Section 01 · Why this guide exists

AI-augmented security auditing, for the in-house engineer.

A reproducible workflow for running AI-assisted IT security audits on your own infrastructure. Kali Linux in a Docker container, the official MCP server as the tool seam, and GitHub Copilot agent mode in VS Code as the driver — with every tool call gated behind your explicit approval.

Version 1.0 · 2026 Audience SME IT & security engineers Lab time ~1 hour from clean host

Who this is for

Two readers, both served by every section.

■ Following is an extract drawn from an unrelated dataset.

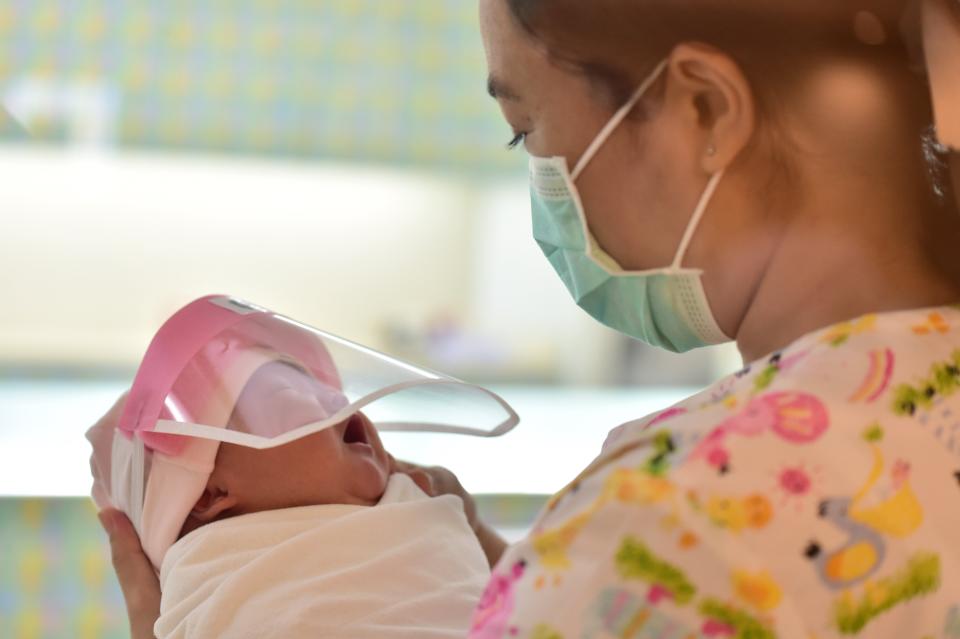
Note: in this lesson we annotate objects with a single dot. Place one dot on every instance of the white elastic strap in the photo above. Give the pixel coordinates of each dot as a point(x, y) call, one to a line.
point(697, 216)
point(615, 121)
point(137, 470)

Reader	Prior knowledge	What they want
Primary — the operator. SME in-house IT/security engineer; technically capable owner-operator.	Comfortable with the CLI, basic networking, an IDE. No prior penetration-testing training assumed.	A reproducible method they can run on their own kit. Exact commands, verifiable steps, cross-platform parity.
Secondary — the sponsor. Non-specialist IT leadership; learners new to AI-augmented security work.	General IT literacy; no command-line fluency required.	Enough understanding of what an AI-assisted audit looks like to sponsor, oversee, or sit alongside it.

What you will be able to do

L1 State the legal and ethical preconditions for an internal audit in the UK (anchored on the Computer Misuse Act 1990) and produce a one-page written authorisation against a real target.
L2 Stand up Kali Linux in a Docker container with the official MCP server running as a systemd-managed service on Linux, Windows, or macOS.
L3 Wire VS Code and GitHub Copilot Chat (in agent mode) to that MCP server, with the operator approval boundary intact on every tool call.
L4 Run an end-to-end audit session against a scoped target: framing, reconnaissance, CVE verification, authentication and exposure analysis, and a written report.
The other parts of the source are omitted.